Es ist nicht der ausgestreckte Arm und auch nicht die kunstvoll gezeichnete Hand, welche die Hauptrolle in diesem Bild spielen, sondern die beiden Rechtecke, die sich spielerisch verdreht einander gegenüberstehen. Die rechteckige Formatierung des Gesichts lässt erahnen, dass es ein Spiegelbild seines Gegenübers geworden ist, eine flache Ausgabe des so ausdrucksstarken menschlichen Gesichts, grafisch reduziert auf zwei Punkte und Striche.

Wo es früher Künstler brauchte, um sich mit einem tollen Bild in Szene zu setzen, greift heute jede und jeder zum Handy und bildet sich vor allen möglichen Sehenswürdigkeiten ab.
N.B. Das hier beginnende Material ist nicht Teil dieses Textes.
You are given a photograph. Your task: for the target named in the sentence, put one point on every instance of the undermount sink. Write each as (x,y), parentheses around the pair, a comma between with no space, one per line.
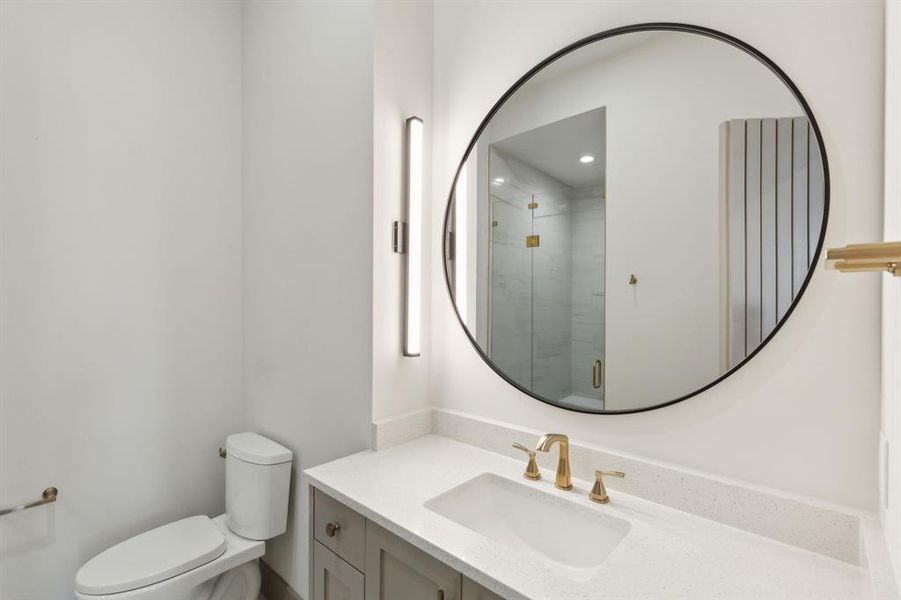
(575,538)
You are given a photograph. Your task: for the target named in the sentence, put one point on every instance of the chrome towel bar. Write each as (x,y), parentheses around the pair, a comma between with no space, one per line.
(47,497)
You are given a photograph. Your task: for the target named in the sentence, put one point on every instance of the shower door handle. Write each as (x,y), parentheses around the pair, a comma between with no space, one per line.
(597,374)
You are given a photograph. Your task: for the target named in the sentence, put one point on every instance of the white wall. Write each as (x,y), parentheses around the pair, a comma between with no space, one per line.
(120,274)
(803,416)
(402,88)
(890,464)
(308,173)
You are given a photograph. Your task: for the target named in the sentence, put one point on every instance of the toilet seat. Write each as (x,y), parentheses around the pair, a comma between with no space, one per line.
(152,556)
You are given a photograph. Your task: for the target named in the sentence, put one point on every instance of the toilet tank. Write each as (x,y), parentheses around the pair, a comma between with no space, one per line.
(257,479)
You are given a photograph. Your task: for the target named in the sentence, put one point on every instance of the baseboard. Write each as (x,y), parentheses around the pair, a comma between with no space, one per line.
(274,587)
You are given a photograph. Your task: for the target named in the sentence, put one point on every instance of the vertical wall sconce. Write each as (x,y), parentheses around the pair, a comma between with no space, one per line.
(411,237)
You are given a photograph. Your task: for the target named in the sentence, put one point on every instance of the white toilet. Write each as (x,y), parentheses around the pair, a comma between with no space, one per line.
(199,558)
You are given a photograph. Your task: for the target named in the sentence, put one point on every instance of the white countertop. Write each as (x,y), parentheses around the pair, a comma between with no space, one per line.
(667,553)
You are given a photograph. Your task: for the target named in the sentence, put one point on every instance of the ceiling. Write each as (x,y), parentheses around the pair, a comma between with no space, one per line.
(555,148)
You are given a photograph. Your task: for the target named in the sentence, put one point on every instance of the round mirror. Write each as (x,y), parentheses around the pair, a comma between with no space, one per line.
(635,218)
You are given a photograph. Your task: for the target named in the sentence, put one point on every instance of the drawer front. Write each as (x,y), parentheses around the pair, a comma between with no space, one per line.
(339,529)
(334,579)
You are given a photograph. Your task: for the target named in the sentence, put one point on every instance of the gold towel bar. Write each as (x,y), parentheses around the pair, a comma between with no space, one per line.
(857,258)
(47,497)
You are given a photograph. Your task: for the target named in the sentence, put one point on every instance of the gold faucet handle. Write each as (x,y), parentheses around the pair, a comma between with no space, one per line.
(531,471)
(599,491)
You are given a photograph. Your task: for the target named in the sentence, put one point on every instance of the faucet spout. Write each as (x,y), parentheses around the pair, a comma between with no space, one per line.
(563,480)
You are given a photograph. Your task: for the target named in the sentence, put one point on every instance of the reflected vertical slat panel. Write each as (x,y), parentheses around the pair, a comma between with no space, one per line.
(784,293)
(752,235)
(799,203)
(767,227)
(816,195)
(736,207)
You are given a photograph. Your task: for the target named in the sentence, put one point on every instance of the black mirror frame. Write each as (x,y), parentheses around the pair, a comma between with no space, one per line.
(679,27)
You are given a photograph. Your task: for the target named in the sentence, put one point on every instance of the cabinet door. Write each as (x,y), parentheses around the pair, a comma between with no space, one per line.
(334,579)
(396,570)
(474,591)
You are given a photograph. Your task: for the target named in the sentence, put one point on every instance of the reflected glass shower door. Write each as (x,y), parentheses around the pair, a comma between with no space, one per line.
(510,299)
(547,293)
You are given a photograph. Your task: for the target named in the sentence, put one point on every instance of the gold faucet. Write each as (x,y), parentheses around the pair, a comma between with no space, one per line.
(599,491)
(564,479)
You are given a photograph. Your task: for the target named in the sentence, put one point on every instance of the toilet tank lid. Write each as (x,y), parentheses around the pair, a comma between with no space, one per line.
(254,448)
(152,556)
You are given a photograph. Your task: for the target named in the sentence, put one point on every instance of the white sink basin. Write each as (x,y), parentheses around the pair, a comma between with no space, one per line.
(574,538)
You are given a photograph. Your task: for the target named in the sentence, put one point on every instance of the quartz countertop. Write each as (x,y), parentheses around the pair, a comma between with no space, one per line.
(666,554)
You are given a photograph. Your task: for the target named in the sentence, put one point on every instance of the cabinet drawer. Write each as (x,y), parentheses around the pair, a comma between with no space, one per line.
(348,540)
(334,579)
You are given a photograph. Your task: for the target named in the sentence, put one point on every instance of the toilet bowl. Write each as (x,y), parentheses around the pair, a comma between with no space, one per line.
(198,558)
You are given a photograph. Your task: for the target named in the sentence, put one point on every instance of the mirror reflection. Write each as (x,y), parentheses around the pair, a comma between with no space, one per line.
(635,221)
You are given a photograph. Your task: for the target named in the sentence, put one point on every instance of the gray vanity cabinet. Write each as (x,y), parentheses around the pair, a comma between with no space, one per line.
(352,558)
(395,569)
(333,578)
Die Sehenswürdigkeiten selbst bleiben dabei im Hintergrund, weil es nur darum geht, sich selbst mit dem besonderen Ort abzubilden. Und um zeigen zu können, hier war ich gewesen, das alles habe ich gesehen, mit all dem kann ich mich schmücken. Mit leiser Ironie und wenigen Strichen hat der Künstler den Selfie-Gestus auf den Punkt gebracht.
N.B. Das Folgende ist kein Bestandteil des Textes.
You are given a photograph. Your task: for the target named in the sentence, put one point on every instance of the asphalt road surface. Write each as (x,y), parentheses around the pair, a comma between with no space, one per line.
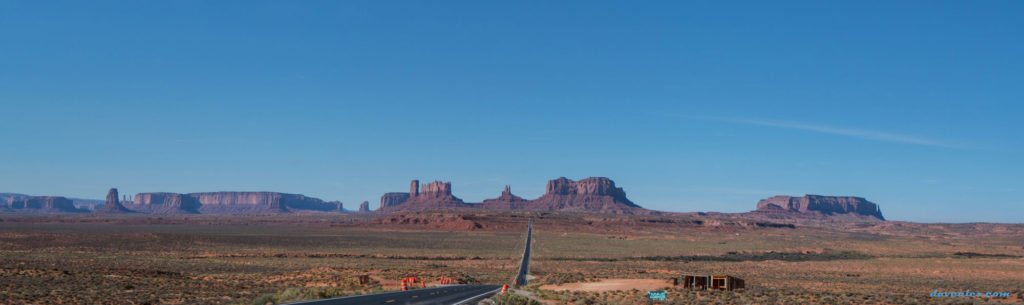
(451,295)
(520,277)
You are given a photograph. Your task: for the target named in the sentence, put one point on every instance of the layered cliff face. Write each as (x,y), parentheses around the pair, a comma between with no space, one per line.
(113,206)
(235,203)
(7,198)
(592,194)
(393,199)
(820,205)
(178,204)
(597,194)
(505,202)
(47,204)
(434,195)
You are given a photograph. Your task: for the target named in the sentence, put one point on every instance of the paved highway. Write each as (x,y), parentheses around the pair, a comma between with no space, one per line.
(520,277)
(454,295)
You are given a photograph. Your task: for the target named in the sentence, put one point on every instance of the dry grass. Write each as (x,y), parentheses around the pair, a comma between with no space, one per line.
(226,260)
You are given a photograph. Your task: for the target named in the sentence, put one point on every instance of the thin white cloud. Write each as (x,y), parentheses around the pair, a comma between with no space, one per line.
(851,132)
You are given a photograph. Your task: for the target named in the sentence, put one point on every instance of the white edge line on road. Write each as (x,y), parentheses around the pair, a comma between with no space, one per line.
(477,296)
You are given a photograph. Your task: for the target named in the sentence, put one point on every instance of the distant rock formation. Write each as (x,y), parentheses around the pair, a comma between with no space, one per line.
(821,205)
(389,200)
(178,204)
(506,202)
(434,195)
(7,198)
(597,194)
(235,203)
(44,204)
(113,206)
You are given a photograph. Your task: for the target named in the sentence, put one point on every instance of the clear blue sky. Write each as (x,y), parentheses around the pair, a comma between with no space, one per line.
(689,106)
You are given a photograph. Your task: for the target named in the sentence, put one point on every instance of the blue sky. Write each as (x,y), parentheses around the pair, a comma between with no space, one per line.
(688,106)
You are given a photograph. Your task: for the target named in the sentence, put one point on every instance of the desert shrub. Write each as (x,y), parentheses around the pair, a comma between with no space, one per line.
(513,299)
(299,294)
(265,299)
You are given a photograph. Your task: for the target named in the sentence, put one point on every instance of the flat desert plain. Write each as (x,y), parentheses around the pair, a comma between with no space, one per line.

Die mit sicherer Hand erfasste Momentaufnahme zeigt einen stark vereinfachten Oberkörper mit weit ausgestrecktem Arm. Die feingliedrige Hand hält ein gerahmtes Etwas, das sein Pendant in einem viereckigen menschlichen Kopf findet. Dieser schaut selbstverliebt in das Stück Technik, das so vieles in sich vereint und gleichsam einen verlängerten Arm bildet, der die ganze Welt in greifbare und erreichbare Nähe holt, und ihn gleichzeitig mit allen verbindet.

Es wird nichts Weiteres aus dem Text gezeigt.